Is absolute peace throughout a nation ever truly attainable and sustainable? Can a country ever unite as one entity in the face of extreme opposing views and ideals throughout the land, its people unable to achieve the plurality of a single bilateral, collective human interest legislative mandate?
As the country of Colombia celebrates its Independence Day on 20 July 2016, its people must also reflectively and introspectively ask these crucial questions. Simultaneously on this very day, Colombia is poised to finalize a peace agreement intended to end civil strife and human rights atrocities the country has endured over half a century, causing immeasurable violence, disenchantment, displacement and overall irreversible destruction. The nation is facing critical times that will undoubtedly leave an indelible mark on its history.
Colombia is a democratic republic, gaining self-governance from Spanish rule on 20 July 1810. Over a century later, in 1948, the assassination of Jorge Eliecer Gaitan, a prominent politician during his presidential campaign, stirred the nation and became a catalyst in the decade-long period of violent political unrest between the Conservative party and the Liberal party, that ensued throughout the country, referred to as La Violencia. Gaitan was not only a politician projected to become the next president of Colombia, he was the leader of the Liberal party, and perceived as the vital change and hope for the enduring socioeconomic disparity felt throughout the country.
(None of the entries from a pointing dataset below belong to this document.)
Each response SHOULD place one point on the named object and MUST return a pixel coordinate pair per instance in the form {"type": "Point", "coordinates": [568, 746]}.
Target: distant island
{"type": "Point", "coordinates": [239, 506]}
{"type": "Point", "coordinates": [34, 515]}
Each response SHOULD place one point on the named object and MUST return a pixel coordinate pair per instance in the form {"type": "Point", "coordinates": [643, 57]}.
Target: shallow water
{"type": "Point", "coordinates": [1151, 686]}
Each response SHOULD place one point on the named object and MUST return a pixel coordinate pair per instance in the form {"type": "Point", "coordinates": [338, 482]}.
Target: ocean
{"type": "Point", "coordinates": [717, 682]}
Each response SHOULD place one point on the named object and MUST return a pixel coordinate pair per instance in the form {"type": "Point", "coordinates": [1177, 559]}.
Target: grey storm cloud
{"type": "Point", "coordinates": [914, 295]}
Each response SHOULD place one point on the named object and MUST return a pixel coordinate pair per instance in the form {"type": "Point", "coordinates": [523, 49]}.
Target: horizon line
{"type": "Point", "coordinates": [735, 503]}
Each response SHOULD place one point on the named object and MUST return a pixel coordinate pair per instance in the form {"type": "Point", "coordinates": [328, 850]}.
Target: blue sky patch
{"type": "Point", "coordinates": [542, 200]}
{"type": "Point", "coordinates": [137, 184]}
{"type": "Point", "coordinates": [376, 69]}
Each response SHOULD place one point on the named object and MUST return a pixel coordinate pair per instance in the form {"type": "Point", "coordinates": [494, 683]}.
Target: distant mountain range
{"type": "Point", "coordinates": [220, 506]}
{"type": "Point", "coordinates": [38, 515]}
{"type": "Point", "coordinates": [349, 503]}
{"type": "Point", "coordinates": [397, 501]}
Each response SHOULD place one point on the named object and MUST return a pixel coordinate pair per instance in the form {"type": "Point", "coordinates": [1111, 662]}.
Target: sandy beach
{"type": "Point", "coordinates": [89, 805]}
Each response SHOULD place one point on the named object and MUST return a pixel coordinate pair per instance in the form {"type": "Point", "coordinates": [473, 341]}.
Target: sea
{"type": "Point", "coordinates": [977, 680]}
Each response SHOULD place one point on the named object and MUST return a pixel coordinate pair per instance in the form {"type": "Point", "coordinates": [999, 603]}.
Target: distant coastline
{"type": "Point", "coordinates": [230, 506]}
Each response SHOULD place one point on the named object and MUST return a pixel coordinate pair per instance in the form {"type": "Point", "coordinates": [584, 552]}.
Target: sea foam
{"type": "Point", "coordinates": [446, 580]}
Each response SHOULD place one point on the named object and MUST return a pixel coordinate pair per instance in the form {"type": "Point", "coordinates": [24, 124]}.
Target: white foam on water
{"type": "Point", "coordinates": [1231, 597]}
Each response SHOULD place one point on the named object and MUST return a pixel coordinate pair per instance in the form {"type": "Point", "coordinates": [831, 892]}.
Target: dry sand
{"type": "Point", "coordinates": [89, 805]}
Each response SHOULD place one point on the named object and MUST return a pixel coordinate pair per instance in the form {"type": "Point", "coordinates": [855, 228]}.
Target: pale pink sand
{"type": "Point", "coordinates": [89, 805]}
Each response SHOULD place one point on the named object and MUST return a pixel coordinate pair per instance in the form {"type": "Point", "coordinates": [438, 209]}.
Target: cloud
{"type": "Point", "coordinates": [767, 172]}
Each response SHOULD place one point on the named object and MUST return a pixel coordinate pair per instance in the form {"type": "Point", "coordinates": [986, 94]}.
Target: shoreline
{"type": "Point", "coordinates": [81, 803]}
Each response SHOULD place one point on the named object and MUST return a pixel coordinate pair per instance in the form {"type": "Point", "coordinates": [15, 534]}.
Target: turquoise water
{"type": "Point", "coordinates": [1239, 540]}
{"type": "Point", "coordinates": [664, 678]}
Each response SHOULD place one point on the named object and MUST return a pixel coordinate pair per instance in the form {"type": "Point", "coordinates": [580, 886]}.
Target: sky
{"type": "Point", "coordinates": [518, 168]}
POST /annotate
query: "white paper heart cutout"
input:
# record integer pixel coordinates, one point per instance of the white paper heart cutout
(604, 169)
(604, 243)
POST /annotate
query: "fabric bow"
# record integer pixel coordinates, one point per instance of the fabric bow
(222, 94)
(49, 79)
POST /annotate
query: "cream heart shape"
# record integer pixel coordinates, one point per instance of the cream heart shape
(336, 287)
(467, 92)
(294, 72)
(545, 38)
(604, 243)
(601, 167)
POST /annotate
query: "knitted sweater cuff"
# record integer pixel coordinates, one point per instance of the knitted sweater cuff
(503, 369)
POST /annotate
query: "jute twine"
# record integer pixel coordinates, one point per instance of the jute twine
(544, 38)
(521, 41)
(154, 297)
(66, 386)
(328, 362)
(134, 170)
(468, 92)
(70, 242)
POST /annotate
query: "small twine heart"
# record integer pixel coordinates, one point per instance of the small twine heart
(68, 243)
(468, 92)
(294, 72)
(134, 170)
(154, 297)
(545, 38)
The violence seen after his murder in the heart of the nation’s capital, Bogotá, was an expression of the frustration and anguish felt by an underrepresented people; thus, an even greater climate of disillusionment and neglect propagated by the government overpowered the nation, particularly in its rural areas. A man by the name of Manuel Marulanda Velez, alias “Tirofijo”(sureshot) became the leader of the community that established in Marquetalia, Tolima, in the Andean region of the country.
In 1964, in an effort to purge the country from what served as refuge for the communist guerillas and liberate the nation from these areas that had become a symbol of defiance and violence, Lieutenant Colonel José Joaquín Matallana led his troops into the region of Marquetalia; their sole purpose at all cost was of annihilating the perpetrators leading the insurgents. The troops led a treacherous journey through the countryside and eventually overtook Marquetalia by air.
The country rejoiced after the battle and what was deemed a victory for the nation, actually led to the formal creation of The Revolutionary Armed Forces of Colombia (FARC), headed by “Tirofijo,” who managed to escape through a trail undetected by aerial observation during the conflict, along with other revolutionaries.
What began as a peasant Marxist-Leninist organization formed under an ideology based on the needs of the people and striving to create a climate of equality, has become Colombia’s largest guerrilla group, and since its creation, the FARC has terrorized the country, committing unfathomable crimes, forcing people into the organization, some as young as 9 years of age, and more than 220,000 people have died in the conflict.
Even with a peace treaty on the horizon, the country is still at odds, wondering if it will ever truly find peace, and at the same time torn by the notion of exonerating these militants who have caused such damage and destruction as a whole; the guerrillas, in turn, are faced with the obligation of integrating back into civilian life, surrendering their weapons, and many incorporating a life they have never known, but have only been exposed to war.
The notion of obtaining peace in a divided country also pertains to any established, autonomous region and it appears in recent events, many are continuously divided on major issues, as they face equally significant decisions. Theresa May has taken the role of prime minister in the United Kingdom, succeeding David Cameron, all the while the country is still recuperating from Brexit, and the divisive decision that startled the nation. In the United States, a presidential election awaits trial, amidst a sea of uncertainty and violence, in a country divided by race, politics, and inaction.
This, of course, is an oversimplification of complex underlying thematic issues that have been prevalent for many years, decades, almost centuries. For the sake of practicality, the summary of these issues serves as an effort to portray a correlation between countries that would otherwise seem unrelated, distant in geography, thought and circumstance. It is an attempt to show how nations, even while pertaining to one government under one set of specific, unequivocal rules, can still remain in discordance, and if not addressed timely and properly, can ultimately lead to self-destruction and indeterminable animosity.
Having been born and raised in Colombia, many of these concepts of war and struggle are as foreign to me as they may seem to someone with no knowledge of the country. My Colombia was one of tranquility, natural beauty, and exceptional education. The Colombia I know is characterized by acceptance and diversity. A place where there are as many beaches as there are mountains and skyscrapers, where the magnificent flora and fauna might be overlooked, as its abundance and beauty becomes commonplace.
Ultimately, just as I, along with countless others, were not directly affected by the struggles of the country, does not lessen the gravity of the situation or undermine the lives of the thousands that died prematurely because of it. Every nation has its deep-seated issues that cannot be whisked away, but rather addressed, head-on to attempt to alleviate the growing anger and disagreement arising from differences in class, race, social status, education, and gender. At what point do we realize that if one group suffers, we all suffer, being all one human race, and gain the courage to ask the ultimate question: can we all live in peace?